De 2011 à 2018, il a perdu son statut de parti officiel et donc perdu la majorité de son budget parlementaire. Le parti s’est vidé de ses membres. En huit ans, il a été dirigé par huit différents chefs !

Durant cette crise, une faction a voulu utiliser la Chambre des communes comme théâtre pour démontrer l’échec du fédéralisme et donc l’urgence de l’indépendance. Par moments, avec Mario Beaulieu ou Martine Ouellet à sa tête, le Bloc ressemblait à un groupe de pression pour inciter le Parti québécois à promouvoir plus énergiquement l’indépendance.

Mais en même temps, des députés travaillaient sérieusement leurs dossiers à la Chambre des communes.
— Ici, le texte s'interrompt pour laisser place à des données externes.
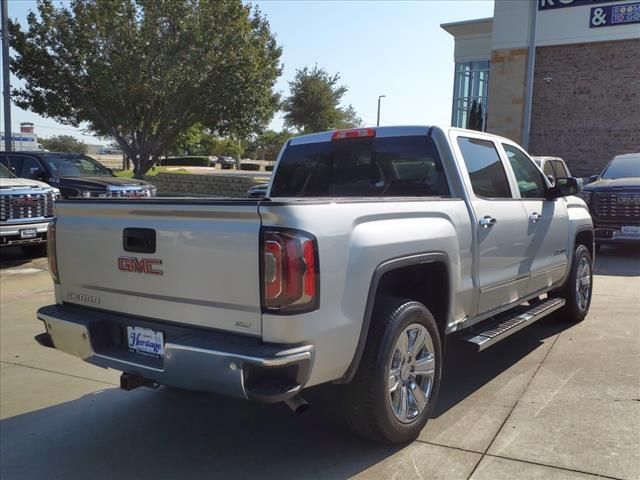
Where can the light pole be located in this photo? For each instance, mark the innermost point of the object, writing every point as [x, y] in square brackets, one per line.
[6, 85]
[379, 98]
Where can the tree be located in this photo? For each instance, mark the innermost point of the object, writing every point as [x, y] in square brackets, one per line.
[64, 143]
[314, 102]
[268, 144]
[143, 72]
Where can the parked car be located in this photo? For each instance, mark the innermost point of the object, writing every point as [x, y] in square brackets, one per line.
[226, 162]
[26, 208]
[552, 167]
[614, 201]
[258, 191]
[372, 248]
[74, 174]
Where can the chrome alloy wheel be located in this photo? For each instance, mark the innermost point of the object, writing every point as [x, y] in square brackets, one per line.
[583, 283]
[411, 373]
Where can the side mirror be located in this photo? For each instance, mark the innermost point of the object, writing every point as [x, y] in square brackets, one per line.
[564, 187]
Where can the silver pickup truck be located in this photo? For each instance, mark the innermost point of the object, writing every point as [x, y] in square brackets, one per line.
[370, 250]
[26, 208]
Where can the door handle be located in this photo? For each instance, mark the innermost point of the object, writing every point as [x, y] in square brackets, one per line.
[487, 222]
[535, 217]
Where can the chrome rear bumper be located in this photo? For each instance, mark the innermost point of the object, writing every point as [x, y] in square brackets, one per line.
[195, 358]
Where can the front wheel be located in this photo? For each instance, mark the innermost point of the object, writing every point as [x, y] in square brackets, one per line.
[579, 286]
[396, 386]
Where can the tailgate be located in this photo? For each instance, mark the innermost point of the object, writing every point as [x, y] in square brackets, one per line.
[204, 270]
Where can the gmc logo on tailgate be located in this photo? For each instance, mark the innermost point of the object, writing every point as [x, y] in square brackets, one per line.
[139, 265]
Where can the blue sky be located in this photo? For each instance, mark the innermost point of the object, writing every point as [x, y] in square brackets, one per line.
[392, 48]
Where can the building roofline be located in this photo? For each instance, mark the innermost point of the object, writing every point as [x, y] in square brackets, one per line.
[454, 27]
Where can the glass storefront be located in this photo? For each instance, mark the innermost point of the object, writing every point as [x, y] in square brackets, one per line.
[470, 90]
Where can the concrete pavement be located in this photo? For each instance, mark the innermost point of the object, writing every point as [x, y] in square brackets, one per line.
[553, 401]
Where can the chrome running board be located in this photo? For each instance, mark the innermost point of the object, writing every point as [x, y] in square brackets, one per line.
[492, 331]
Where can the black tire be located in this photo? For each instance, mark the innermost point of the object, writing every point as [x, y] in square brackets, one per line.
[576, 310]
[368, 406]
[39, 250]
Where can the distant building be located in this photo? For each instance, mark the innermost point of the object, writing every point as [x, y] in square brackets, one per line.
[24, 141]
[585, 101]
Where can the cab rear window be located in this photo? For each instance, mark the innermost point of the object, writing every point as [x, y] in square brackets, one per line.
[363, 167]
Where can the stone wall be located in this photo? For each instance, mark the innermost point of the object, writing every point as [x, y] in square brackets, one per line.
[221, 185]
[507, 80]
[586, 103]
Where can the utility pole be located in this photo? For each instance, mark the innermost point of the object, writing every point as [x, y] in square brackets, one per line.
[531, 62]
[379, 98]
[6, 83]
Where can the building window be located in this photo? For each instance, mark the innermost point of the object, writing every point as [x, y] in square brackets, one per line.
[470, 89]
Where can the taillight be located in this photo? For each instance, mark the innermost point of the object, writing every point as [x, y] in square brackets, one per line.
[291, 282]
[51, 251]
[353, 133]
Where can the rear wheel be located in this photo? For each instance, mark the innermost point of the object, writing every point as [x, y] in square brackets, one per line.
[39, 250]
[396, 386]
[579, 286]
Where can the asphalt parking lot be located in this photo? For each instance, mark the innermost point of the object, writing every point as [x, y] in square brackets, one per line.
[552, 401]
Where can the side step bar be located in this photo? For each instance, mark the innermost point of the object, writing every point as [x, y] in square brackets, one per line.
[492, 331]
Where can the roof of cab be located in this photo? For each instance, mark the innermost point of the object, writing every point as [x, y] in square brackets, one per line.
[391, 131]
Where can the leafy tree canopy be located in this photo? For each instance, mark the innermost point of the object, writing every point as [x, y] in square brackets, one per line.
[63, 143]
[268, 144]
[145, 71]
[314, 102]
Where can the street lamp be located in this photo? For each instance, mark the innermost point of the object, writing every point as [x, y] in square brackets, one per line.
[379, 97]
[6, 85]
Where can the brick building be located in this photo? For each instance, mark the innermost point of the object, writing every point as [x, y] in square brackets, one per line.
[582, 60]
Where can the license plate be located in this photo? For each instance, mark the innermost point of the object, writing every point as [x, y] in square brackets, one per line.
[630, 230]
[145, 340]
[28, 233]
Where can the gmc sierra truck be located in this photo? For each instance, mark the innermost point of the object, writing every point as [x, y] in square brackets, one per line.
[372, 249]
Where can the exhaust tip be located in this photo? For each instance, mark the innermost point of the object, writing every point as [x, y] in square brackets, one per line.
[297, 404]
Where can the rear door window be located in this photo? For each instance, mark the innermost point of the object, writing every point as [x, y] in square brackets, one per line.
[363, 167]
[488, 178]
[30, 167]
[530, 181]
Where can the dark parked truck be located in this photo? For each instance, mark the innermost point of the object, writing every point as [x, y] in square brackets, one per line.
[371, 248]
[614, 201]
[75, 175]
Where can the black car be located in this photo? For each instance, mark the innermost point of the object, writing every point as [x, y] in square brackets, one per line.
[76, 175]
[614, 201]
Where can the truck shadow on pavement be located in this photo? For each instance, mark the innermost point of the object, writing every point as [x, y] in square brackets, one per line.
[173, 434]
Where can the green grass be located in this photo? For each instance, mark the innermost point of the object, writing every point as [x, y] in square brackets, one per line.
[150, 173]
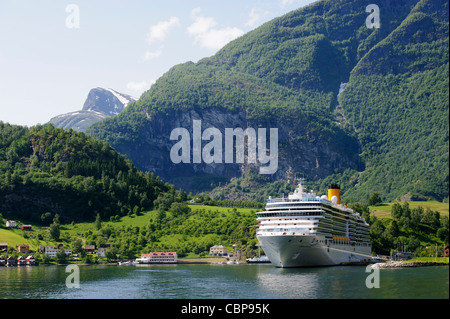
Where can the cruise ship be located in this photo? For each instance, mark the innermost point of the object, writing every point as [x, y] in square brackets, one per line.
[305, 230]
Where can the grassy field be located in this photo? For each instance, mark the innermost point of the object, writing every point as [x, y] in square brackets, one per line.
[384, 211]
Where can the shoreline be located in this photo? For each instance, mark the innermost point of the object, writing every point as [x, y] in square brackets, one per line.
[403, 264]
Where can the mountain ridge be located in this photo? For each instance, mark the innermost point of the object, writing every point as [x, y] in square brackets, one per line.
[100, 104]
[290, 70]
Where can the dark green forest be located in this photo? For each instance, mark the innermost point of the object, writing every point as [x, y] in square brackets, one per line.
[48, 170]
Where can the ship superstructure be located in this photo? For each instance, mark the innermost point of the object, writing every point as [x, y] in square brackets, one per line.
[307, 230]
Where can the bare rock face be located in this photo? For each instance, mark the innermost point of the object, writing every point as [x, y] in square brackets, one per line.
[299, 149]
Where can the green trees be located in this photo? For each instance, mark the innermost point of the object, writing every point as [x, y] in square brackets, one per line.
[374, 199]
[53, 171]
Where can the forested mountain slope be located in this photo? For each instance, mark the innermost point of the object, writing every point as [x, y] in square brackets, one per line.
[387, 131]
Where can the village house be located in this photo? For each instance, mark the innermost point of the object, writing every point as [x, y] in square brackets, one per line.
[21, 261]
[31, 261]
[51, 251]
[11, 223]
[42, 249]
[23, 248]
[89, 249]
[218, 250]
[11, 261]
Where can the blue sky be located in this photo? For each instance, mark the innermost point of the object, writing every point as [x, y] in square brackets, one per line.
[53, 52]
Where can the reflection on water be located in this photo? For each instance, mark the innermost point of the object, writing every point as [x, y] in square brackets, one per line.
[289, 283]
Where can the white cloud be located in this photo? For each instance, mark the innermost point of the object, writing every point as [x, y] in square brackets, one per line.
[209, 37]
[150, 55]
[158, 32]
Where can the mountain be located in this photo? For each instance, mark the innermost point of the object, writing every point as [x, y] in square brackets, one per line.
[44, 169]
[364, 107]
[100, 104]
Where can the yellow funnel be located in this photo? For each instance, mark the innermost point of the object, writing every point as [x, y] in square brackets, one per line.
[334, 190]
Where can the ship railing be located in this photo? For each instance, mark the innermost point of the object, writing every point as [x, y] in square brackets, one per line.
[304, 199]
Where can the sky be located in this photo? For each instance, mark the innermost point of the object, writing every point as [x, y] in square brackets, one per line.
[52, 53]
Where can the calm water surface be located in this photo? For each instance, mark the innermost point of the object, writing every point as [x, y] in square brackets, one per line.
[222, 282]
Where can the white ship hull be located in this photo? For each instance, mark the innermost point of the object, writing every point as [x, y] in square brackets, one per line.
[308, 251]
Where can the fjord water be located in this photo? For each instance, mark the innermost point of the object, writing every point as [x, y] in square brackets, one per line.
[222, 282]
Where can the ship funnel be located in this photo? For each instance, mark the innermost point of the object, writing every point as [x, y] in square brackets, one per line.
[334, 190]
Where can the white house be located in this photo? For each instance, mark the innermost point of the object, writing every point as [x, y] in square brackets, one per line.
[51, 252]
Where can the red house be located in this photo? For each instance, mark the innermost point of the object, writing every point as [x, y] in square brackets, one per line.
[21, 261]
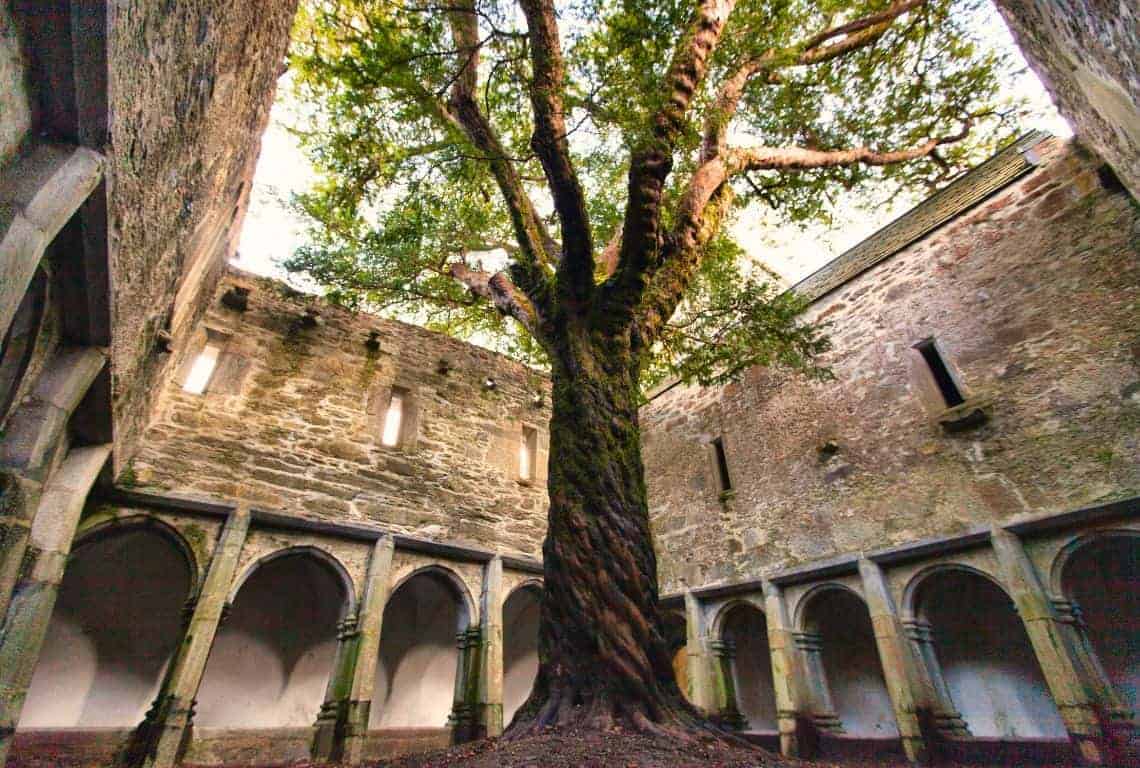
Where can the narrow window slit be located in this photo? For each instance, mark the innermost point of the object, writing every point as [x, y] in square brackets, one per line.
[942, 376]
[528, 443]
[722, 466]
[393, 419]
[202, 370]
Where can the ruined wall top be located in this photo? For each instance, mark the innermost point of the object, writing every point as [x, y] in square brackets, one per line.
[293, 419]
[1029, 301]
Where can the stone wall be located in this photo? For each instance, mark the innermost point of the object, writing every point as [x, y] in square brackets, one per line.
[15, 111]
[1088, 55]
[190, 87]
[1033, 299]
[293, 416]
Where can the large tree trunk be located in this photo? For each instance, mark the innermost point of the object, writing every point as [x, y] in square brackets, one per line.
[603, 655]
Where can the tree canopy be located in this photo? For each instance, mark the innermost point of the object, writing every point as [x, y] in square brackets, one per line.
[482, 162]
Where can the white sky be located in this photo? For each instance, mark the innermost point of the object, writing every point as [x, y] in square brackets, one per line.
[271, 231]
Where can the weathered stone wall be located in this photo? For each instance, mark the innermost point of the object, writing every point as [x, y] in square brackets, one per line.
[1034, 301]
[1088, 55]
[293, 416]
[15, 109]
[190, 88]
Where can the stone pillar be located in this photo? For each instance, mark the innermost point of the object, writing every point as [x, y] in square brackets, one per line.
[490, 676]
[787, 673]
[1115, 716]
[464, 718]
[1048, 639]
[328, 730]
[896, 660]
[815, 679]
[935, 693]
[701, 689]
[164, 735]
[724, 659]
[46, 555]
[358, 709]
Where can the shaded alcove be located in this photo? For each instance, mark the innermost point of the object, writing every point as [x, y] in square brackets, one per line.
[115, 626]
[985, 658]
[521, 613]
[852, 670]
[675, 630]
[271, 659]
[746, 627]
[418, 656]
[1101, 579]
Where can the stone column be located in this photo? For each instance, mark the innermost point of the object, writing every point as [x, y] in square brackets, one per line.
[463, 719]
[701, 691]
[328, 730]
[895, 658]
[724, 660]
[935, 695]
[1115, 716]
[358, 709]
[819, 693]
[787, 673]
[164, 734]
[1048, 639]
[490, 677]
[46, 555]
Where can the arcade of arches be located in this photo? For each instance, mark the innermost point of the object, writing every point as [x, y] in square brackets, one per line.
[211, 547]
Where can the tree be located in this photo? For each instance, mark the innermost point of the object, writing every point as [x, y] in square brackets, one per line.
[569, 172]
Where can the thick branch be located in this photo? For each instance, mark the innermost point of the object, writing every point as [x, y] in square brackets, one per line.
[650, 164]
[855, 34]
[888, 15]
[576, 270]
[498, 289]
[706, 199]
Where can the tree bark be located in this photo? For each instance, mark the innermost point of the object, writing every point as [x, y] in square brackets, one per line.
[604, 661]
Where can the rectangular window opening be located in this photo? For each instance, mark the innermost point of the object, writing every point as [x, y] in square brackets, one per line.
[946, 385]
[722, 466]
[528, 444]
[202, 369]
[393, 419]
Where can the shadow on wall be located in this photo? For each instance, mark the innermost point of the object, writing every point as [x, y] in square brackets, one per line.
[756, 699]
[521, 613]
[115, 624]
[986, 659]
[418, 659]
[270, 663]
[851, 664]
[1101, 579]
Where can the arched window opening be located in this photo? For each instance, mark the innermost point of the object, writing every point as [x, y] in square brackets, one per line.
[747, 629]
[418, 656]
[273, 656]
[1101, 578]
[19, 342]
[985, 658]
[115, 626]
[843, 643]
[521, 613]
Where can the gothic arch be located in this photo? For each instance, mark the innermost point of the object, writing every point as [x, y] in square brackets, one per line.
[302, 550]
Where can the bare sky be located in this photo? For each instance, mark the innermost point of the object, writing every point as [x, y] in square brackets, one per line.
[271, 230]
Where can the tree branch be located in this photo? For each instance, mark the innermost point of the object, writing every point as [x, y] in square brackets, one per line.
[576, 268]
[501, 292]
[855, 34]
[708, 197]
[650, 164]
[535, 242]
Par exemple, le bloquiste Gabriel Ste-Marie a joué un rôle important pour empêcher le gouvernement Trudeau d’affaiblir la protection des consommateurs québécois face aux banques.

C’est ce genre de boulot que prônait Gilles Duceppe. L’ex-chef du Bloc pouvait collaborer avec ses rivaux. Il s’alliait à Jean Charest et à d’autres fédéralistes quand cela lui permettait de faire des gains, par exemple sur le déséquilibre fiscal. À ses militants qui l’accusaient de rendre le fédéralisme fonctionnel, M. Duceppe répondait que « la politique du pire, c’est la pire des politiques ». Parfois, il négociait avec le fédéral sans passer par le gouvernement québécois. Parfois, c’était le contraire. Et il lui arrivait de s’abstenir de critiquer le fédéral pour ne pas faire dérailler ces négociations.

Si M. Blanchet renoue avec cette approche, ce sera déjà un bon pas vers la « politique autrement ».